NEW YORK — Not long ago, Sabina Brukner, the literary manager at the National Yiddish Theatre Folksbiene (NYTF), was tasked with modernizing some old records. The NYTF, as we have kvelled about in the past, is the oldest consecutively producing theater company in the United States. When your files go back to 1915, there’s a lot of material. So the time was right for a spreadsheet listing every production the company had staged, all in one place. When Brukner completed the job, she noticed something: there were “few, if any” plays written by women.
Brukner is quick to asterisk herself as she lays this out: There had been monologues, and memoirs, contributions for revues, and maybe one full play, but when it came to center stage “literary dramatic writers,” it was basically bupkis.
Rather than race into the office, slam down her notes and decry the injustice, she did more research. Considering the opportunities for women writers in decades past, were there even any Yiddish-language plays for the Folksbiene to produce? To Brukner’s satisfaction, the answer was yes.
And thus begat the NYTF’s Yiddish Women Playwrights Festival, beginning with a staged reading of Chava Rosenfarb’s “The Bird of the Ghetto,” streaming (for free!) April 19-22 at the NYTF’s website.
“Chava Rosenfarb is considered one of the greatest Yiddish writers of the postwar period,” Brukner says via Zoom. “She is well known for her novels, but this is the only play she wrote.”

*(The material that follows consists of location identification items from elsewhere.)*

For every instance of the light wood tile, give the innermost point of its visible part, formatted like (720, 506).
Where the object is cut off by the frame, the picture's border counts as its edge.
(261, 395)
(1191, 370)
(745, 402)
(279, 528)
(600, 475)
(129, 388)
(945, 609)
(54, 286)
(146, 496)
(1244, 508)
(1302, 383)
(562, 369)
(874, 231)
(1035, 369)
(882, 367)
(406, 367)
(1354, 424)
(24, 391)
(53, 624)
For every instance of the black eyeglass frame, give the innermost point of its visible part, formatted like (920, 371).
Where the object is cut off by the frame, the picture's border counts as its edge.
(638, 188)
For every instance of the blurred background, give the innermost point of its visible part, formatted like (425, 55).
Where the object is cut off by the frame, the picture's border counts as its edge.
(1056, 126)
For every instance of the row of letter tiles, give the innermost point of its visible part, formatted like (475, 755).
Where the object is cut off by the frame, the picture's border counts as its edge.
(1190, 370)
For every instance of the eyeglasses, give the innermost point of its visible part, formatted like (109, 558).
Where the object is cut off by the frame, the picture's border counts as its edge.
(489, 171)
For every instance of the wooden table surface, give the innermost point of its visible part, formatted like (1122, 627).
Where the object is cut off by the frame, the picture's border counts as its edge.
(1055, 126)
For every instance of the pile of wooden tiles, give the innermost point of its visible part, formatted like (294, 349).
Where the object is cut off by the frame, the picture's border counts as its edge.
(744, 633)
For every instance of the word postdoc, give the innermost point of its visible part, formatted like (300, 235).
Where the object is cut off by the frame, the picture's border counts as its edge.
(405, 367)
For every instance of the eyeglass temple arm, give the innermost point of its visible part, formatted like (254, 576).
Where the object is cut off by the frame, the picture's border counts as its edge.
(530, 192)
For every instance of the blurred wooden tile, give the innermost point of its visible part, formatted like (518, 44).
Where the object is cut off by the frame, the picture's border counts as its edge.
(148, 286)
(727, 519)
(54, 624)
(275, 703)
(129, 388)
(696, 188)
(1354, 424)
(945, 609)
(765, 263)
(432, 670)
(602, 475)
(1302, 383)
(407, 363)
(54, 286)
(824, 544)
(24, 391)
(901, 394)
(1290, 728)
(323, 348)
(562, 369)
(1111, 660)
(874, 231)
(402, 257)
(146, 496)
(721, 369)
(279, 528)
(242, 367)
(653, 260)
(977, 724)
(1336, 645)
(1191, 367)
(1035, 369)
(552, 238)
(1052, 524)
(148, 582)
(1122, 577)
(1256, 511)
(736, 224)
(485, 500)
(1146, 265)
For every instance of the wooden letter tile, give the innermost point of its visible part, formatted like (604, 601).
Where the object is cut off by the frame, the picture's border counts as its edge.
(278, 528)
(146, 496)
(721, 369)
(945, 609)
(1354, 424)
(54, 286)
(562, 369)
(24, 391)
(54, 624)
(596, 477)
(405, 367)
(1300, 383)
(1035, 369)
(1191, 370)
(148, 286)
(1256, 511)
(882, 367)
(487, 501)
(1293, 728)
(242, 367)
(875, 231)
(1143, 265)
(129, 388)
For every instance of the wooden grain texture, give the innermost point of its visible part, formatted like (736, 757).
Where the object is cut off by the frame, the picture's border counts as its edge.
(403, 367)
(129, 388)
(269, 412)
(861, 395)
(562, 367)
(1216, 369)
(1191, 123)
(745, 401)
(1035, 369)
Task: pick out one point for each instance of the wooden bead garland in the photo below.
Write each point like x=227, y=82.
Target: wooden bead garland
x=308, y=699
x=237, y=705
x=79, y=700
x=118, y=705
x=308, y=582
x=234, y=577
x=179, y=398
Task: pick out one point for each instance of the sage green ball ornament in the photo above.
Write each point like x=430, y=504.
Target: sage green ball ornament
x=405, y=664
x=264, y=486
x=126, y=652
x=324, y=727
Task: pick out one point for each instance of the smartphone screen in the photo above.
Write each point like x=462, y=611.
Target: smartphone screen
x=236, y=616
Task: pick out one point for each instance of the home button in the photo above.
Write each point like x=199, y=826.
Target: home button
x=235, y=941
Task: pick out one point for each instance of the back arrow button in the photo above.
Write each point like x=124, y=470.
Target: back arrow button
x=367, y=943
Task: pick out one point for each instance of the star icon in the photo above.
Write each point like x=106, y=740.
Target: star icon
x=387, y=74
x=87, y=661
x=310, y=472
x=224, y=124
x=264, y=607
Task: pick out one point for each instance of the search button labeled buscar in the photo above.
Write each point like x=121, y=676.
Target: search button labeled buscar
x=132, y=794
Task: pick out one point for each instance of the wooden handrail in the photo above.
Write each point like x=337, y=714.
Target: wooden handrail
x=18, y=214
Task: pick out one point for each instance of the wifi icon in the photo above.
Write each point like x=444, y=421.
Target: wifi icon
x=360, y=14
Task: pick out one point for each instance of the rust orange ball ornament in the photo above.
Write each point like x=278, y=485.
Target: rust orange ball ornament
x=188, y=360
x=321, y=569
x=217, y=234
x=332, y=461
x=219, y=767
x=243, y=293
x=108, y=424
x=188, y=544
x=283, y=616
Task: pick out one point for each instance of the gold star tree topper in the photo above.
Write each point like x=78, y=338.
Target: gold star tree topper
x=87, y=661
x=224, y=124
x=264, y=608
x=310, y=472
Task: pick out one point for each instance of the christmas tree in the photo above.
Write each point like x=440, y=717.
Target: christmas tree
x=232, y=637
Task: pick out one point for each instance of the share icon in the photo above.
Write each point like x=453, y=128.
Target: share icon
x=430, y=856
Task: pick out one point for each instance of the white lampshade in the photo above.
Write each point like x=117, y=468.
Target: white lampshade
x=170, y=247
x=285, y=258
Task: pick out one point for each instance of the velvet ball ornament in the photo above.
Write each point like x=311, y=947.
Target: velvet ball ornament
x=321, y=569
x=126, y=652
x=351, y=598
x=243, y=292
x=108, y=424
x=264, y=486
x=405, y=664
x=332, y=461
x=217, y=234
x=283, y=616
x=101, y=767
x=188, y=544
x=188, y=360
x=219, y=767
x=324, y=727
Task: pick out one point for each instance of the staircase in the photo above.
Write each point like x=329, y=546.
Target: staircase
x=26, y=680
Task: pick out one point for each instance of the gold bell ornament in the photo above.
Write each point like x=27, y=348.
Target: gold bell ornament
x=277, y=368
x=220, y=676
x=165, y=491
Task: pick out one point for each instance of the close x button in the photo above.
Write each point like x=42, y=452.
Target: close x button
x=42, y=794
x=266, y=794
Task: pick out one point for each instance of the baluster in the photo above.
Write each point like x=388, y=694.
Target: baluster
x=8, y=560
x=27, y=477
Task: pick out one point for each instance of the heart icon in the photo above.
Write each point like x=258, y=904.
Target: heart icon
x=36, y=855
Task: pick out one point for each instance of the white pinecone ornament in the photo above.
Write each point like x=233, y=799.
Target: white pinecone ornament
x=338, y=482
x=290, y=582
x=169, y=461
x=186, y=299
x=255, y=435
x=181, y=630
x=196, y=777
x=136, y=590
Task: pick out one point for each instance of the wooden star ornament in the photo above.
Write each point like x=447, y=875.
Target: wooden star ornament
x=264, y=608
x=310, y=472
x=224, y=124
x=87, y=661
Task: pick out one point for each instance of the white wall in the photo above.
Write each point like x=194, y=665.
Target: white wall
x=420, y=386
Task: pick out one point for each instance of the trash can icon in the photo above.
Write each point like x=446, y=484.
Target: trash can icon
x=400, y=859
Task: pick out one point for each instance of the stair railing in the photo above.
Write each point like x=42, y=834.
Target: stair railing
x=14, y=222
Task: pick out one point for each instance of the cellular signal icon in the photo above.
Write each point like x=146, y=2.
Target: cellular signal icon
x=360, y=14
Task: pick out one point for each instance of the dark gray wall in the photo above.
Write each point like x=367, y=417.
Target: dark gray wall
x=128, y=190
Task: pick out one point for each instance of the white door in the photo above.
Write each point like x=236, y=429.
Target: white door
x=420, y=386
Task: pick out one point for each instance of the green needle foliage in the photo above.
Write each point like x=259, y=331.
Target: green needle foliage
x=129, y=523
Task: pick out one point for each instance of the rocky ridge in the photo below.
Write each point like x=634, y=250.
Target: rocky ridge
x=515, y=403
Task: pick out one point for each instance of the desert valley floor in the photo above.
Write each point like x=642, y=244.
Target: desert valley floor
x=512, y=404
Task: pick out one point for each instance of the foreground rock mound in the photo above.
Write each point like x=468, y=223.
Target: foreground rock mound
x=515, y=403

Set in the Vilna Ghetto, it juxtaposes two figures, Yacov Gens of the Judenrat — the Nazi-appointed Jewish council tasked with managing ghetto logistics — and Itsik Vitenberg, the leader of the Partisans. (Throw Vitenberg’s name into Google and the top return is a recording of a folk song about him on Yad Vashem’s website, which Brukner tells me will be included in the staged reading.) The play dramatizes the struggle of the wider community and resistance, leading to Vitenberg’s eventual martyrdom.
Though Rosenfarb, later deported to multiple concentration camps, was not from Vilna, Brukner says “her experience in the Łódź Ghetto informed her writing of Vilna.”
Though the play had been produced in Hebrew and English, it has never been done in Yiddish, which is particularly sweet for Brukner, a life-long Yiddishist who has a personal connection to the playwright. Born in France and raised in New York City, her parents were from Poland, and her mother knew Rosenfarb as a child. Nearly 40 years later, Brukner had the honor of hosting Rosenfarb at a Yiddish summer camp (“KlezKamp!”) a few years before she passed away.
“I made that connection to my mother with her,” she says — and, yes, she made that connection in Yiddish. “I did my best, but it was intimidating. I think she appreciated it.”
A handful of female playwrights
With pandemic-related shutdowns, the timeline for future staged readings, and, one hopes, eventual full productions, is not set in stone. However we do know what’s on deck.
Brukner’s sleuthing for work went the long way. She hit the database of the Yiddish Book Center and looked for dramatic work, then went one-by-one looking for female names. In addition to “The Bird of the Ghetto,” she found three others.
“All Windows Face the Sun” is a children’s play, partially in verse, about a magic tower from which children in the present can view historical tragedies that befell Jews in the past. It was written by Kadya Molodowsky (born in Belarus in 1894) who is best known as a poet.
“It was written before World War II,” Brukner says, “but after the imposition of the Nuremberg Laws, and it hopes, ironically, for a future without such tragedies.”
It’s another personal connection for Brukner, as Molodowsky (“whose work I love”) came and read at the Yiddish camp she attended as a child in the late 1960s.
“The Abandoned Woman” by Marie Lerner is believed to be the first Yiddish play by a woman playwright that was ever produced, back in 1881. It’s the oldest in the series and “a bit of a melodrama.”
It’s about a young woman who has an arranged marriage — but she is in love with someone else, and this leads to “complications.”
“It examines the life of women in Jewish society under rabbinic society, but since she is trying to marry someone she loves it has some early feminist themes,” Brukner says.
Finally there’s “In The Stormy Days,” by Miriam Karpalov, who was a very prolific and successful writer of novels and short stories. “In The Stormy Days,” from 1909, was, in Brukner’s words, “a hit.”
“It was put on not long after the 1905 Revolution, and it explores the lives of women in Russia, Jewish revolutionaries, the suitors, the Russians in town. It’s set at the same time as ‘Fiddler on the Roof’ and even has a matchmaker,” Brukner says.
The reading will be well-timed, as Brukner says that Miriam Karpalov is having a bit of a “moment” in Yiddish circles, with a new translation of her humorous novel “Diary of a Lonely Girl” receiving a lot of attention.
Though the friend she usually attends all Folksbiene productions with is currently in San Fransisco because of the pandemic, Kafrissen says she’s very excited for the two of them to watch the streamed reading of Chava Rosenfarb’s “The Bird of the Ghetto” simultaneously.
“We’ll be together again, even on other sides of the country,” she says.